New York City and Washington DC laws, for example, will likely require changes to the way that employers conduct their hiring processes. Questions about salary history and credit information should be removed from application materials, and human resources employees and others who participate in the hiring process should be retrained to ensure compliance with these laws. The restrictions in these laws should also be communicated to recruiters, search firms and other third parties acting on behalf of employers.
California’s Fair Employment and Housing Council Finalizes New Regulations Regarding the Use of Criminal History in Employment Decisions
Regulation: California’s Fair Employment and Housing Council (FEHC) recently finalized and adopted new regulations restricting employers’ use of job applicants’ or employees’ criminal histories under the state’s Fair Employment and Housing Act (FEHA). Under the new regulations, employers may not use or consider a job applicant’s or employee’s criminal history when making an employment decision (such as hiring, promotion, training, discipline, layoff or termination) if doing so would have an adverse impact on a protected class (such as gender, race or national origin). Applicants and employees bear the initial burden to demonstrate that an employer’s decision has an adverse impact, after which the employer may show that the decision is (a) job-related; and (b) consistent with a business necessity.
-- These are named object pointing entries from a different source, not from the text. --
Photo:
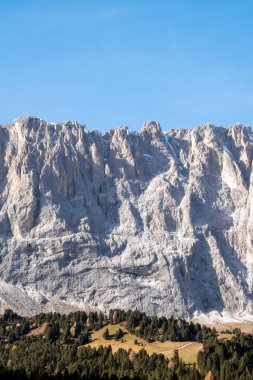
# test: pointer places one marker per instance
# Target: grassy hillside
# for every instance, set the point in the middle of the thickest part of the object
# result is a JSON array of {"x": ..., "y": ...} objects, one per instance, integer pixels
[{"x": 187, "y": 350}]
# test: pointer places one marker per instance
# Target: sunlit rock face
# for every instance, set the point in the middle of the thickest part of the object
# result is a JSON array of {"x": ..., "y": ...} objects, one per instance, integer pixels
[{"x": 157, "y": 221}]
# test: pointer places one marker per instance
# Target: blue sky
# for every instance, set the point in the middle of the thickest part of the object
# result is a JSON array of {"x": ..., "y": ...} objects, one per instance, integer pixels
[{"x": 109, "y": 63}]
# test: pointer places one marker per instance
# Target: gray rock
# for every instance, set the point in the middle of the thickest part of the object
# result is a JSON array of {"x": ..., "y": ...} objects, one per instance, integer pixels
[{"x": 157, "y": 221}]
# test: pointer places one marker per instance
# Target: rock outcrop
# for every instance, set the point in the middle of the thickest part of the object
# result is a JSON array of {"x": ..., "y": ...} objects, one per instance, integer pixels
[{"x": 157, "y": 221}]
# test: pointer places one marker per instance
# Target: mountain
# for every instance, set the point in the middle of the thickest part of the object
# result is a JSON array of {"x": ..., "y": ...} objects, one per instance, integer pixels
[{"x": 159, "y": 221}]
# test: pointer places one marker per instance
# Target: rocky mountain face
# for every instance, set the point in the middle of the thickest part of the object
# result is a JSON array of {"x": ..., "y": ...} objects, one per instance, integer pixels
[{"x": 157, "y": 221}]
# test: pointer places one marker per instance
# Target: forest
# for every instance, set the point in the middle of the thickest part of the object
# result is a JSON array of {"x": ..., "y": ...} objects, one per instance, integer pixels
[{"x": 62, "y": 349}]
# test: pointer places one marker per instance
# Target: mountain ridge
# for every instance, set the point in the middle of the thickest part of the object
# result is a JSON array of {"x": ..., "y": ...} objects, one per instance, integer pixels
[{"x": 156, "y": 220}]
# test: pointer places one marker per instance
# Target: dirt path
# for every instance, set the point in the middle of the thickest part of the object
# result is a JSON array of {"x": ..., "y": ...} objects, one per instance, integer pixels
[{"x": 179, "y": 348}]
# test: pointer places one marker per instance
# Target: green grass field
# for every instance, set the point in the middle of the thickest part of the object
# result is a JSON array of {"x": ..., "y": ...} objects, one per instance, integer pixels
[{"x": 187, "y": 350}]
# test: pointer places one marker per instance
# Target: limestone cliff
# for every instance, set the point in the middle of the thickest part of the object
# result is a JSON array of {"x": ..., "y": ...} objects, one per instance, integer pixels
[{"x": 157, "y": 221}]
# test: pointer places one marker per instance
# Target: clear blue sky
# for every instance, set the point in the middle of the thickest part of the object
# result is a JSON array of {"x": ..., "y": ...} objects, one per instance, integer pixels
[{"x": 109, "y": 63}]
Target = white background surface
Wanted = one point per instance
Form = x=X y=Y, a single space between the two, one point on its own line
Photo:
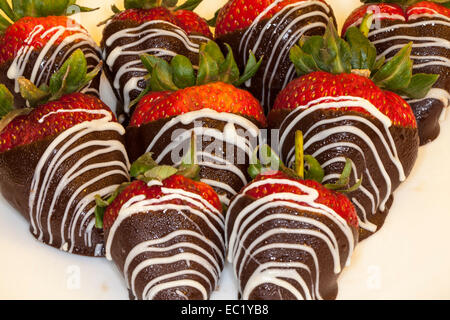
x=408 y=259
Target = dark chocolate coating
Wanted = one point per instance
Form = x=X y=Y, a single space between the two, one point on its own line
x=427 y=111
x=47 y=71
x=272 y=47
x=17 y=168
x=406 y=141
x=154 y=225
x=158 y=45
x=326 y=278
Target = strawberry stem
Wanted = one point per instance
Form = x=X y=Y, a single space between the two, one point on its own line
x=366 y=24
x=6 y=101
x=6 y=8
x=180 y=74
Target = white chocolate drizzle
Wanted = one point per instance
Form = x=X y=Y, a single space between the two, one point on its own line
x=78 y=215
x=244 y=141
x=287 y=37
x=45 y=61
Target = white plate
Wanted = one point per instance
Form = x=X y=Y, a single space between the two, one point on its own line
x=408 y=259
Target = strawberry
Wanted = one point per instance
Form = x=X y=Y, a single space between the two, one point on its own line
x=189 y=21
x=165 y=214
x=180 y=99
x=347 y=104
x=32 y=27
x=428 y=7
x=269 y=28
x=279 y=227
x=56 y=156
x=425 y=24
x=170 y=94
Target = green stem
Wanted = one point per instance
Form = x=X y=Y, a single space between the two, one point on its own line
x=299 y=155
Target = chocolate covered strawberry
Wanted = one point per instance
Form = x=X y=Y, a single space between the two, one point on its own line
x=148 y=26
x=55 y=158
x=427 y=25
x=270 y=28
x=289 y=237
x=225 y=119
x=36 y=38
x=342 y=103
x=165 y=233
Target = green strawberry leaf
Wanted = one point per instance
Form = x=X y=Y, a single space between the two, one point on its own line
x=213 y=21
x=142 y=165
x=208 y=69
x=314 y=170
x=102 y=205
x=312 y=46
x=45 y=8
x=251 y=68
x=6 y=8
x=70 y=76
x=336 y=52
x=183 y=72
x=396 y=74
x=304 y=62
x=214 y=52
x=420 y=85
x=150 y=62
x=228 y=70
x=190 y=5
To meet this high standard, the employer must show that the decision is appropriately tailored by reference to several factors, including (1) the nature and gravity of the offense or conduct, (2) the passage of time and (3) the nature of the position held or sought. The employer’s defense only establishes a presumption, which the employee or applicant can rebut by showing that a less discriminatory alternative exists to meet the employer’s business necessity. The new regulations also require notice to the applicant or employee prior to an adverse decision based on criminal history, plus an opportunity to address any factual inaccuracies, and list certain types of criminal history that employers may never consider. The regulations are set to take effect on July 1, 2017.
Impact: Like the “ban the box” initiatives in California cities including Los Angeles and San Francisco, which restrict certain employers’ use of criminal histories in the job application process, the new regulations signal an effort to eliminate discrimination based on an applicant’s or employee’s criminal history. Moreover, the California legislature is considering AB 1008, a bill that would codify substantially similar rules. In light of these efforts to restrict the use of criminal histories of job applicants and employees, employers should consider their current policies and practices and ensure that, if the policies and practices are necessary, they are appropriately tailored.